- Born: Daniel L. Johnson March 3, 1960 (age 66) Phelps, New York

Modified racing career
- Debut season: 1979 Canandaigua Speedway
- Car number: 27J
- Championships: 14
- Wins: 606

Championship titles
- 1988 New York State Fair Champion 1989, 1992, 1997, 1999 Mr. Dirt Champion 1996, 1999, 2000, 2010 Mr. Dirt 358 Modified Champion 2012 Race of Champions Dirt Modified Tour

= Danny Johnson (racing driver) =

American Dirt Modified racing driver (born 1960)

Danny Johnson (born March 3, 1960) is an American Dirt Modified racing driver who has earned over 600 feature event victories at 55 different speedways in 13 states and two Canadian provinces.

==Racing career==
Johnson began his racing career in 1979 with a win at the Canandaigua Speedway, New York, and claimed his 600th victory in 2022 at the Outlaw Speedway in Dundee, New York. He has also competed and been victorious at the east coast racetracks from Florida to Canada, including the New York venues of Lebanon Valley Speedway, Orange County Fair Speedway in Middletown, Ransomville Speedway, and Weedsport Speedway.
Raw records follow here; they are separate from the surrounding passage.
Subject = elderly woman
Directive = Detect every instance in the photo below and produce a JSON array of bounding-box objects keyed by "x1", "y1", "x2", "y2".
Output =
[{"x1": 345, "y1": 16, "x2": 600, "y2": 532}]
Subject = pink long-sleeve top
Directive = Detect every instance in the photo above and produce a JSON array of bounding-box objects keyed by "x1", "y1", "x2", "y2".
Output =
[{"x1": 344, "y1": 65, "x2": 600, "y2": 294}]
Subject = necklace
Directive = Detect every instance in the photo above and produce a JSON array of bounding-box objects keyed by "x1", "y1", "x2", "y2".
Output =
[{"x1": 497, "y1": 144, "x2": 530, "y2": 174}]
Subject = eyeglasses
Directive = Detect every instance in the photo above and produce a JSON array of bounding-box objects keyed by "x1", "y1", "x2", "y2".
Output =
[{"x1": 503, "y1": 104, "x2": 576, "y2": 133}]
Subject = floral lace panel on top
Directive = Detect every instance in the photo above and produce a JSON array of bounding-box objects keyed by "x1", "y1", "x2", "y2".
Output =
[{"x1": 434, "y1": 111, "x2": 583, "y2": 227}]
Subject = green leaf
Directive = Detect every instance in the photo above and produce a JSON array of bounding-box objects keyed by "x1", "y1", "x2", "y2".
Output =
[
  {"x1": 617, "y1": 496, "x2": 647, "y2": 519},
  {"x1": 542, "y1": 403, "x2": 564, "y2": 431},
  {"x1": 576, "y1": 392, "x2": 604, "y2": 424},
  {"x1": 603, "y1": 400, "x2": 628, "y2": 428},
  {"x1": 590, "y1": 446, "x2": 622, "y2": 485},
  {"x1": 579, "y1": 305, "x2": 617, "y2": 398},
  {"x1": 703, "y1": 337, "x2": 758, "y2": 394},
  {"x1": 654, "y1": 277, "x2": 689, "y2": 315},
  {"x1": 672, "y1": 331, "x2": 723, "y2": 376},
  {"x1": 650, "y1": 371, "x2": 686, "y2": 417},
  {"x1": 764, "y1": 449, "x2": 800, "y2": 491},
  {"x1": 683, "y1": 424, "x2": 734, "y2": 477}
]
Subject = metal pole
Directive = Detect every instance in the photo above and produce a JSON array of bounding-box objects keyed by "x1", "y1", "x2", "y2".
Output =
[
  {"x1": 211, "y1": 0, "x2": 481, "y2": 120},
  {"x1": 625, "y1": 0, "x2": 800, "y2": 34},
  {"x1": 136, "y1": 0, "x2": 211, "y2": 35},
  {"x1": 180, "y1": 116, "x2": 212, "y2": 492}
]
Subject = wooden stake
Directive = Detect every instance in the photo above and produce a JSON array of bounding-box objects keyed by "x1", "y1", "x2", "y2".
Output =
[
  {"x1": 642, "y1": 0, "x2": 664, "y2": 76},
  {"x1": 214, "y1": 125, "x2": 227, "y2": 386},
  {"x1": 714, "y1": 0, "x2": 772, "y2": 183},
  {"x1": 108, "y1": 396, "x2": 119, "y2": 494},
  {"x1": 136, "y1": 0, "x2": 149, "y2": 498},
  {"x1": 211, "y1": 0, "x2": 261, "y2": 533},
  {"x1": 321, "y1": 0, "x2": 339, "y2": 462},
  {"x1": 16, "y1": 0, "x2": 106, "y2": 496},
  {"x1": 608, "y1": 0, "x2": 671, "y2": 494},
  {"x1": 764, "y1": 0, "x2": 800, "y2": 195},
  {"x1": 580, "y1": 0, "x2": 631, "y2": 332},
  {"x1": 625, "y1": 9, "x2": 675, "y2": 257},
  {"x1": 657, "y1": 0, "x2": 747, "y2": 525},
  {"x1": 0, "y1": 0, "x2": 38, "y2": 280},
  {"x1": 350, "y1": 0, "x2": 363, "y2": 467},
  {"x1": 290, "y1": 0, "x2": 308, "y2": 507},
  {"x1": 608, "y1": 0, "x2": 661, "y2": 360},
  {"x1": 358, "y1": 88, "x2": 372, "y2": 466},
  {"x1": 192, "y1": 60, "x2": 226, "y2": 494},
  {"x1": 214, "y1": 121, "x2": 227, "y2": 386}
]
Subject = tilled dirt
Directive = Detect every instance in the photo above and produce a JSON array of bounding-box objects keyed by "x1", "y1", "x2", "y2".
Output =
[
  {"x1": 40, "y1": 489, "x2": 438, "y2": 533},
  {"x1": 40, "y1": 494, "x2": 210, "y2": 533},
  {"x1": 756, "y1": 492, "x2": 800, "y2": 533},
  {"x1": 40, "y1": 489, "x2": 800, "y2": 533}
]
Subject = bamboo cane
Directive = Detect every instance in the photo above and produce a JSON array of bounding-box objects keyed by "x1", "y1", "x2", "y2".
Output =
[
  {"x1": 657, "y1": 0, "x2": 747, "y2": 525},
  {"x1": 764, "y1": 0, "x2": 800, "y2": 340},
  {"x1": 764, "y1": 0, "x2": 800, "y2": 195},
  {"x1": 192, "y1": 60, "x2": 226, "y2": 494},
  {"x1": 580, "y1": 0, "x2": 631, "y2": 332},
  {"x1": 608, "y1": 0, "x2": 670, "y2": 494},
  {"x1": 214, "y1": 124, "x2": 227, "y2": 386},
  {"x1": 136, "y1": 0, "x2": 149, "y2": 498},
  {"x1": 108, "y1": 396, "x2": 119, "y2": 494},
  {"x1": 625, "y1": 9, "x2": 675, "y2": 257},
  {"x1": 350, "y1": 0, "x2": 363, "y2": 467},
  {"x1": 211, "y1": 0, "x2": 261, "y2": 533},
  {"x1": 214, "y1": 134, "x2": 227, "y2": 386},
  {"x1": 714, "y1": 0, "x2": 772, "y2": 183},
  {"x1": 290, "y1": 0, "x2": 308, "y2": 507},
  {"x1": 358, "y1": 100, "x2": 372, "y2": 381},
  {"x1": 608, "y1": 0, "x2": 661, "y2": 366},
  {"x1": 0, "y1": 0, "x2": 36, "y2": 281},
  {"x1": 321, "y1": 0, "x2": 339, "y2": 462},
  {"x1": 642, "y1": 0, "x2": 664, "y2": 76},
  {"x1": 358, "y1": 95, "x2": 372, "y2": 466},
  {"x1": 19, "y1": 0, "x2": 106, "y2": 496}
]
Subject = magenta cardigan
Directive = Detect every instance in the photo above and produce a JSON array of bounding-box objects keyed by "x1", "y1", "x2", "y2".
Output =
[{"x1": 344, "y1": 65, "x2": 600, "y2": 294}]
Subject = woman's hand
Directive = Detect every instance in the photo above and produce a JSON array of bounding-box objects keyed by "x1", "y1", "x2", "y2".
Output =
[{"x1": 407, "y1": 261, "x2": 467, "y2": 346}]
Johnson captured the 1997 Super Dirt Week 300 on the Syracuse Mile and won the companion 358 modified title twice, first in 1997, and then in 2006. He was crowned the overall Mr. DIRT champion in 1989, 1992, 1997 and again in 1999, and was inducted into the Northeast Dirt Modified Hall of Fame in 2019, and the 2025 class of the New York State Stock Car Association Hall of Fame.

==Personal life==
Johnson comes from a racing family. As he was growing up, his father, Milt, was racing at Central New York tracks and building race engines. Eventually his older brother Alan got into the driver's seat, and in 2018, Daniel Johnson, Danny's son, began the third generation in racing.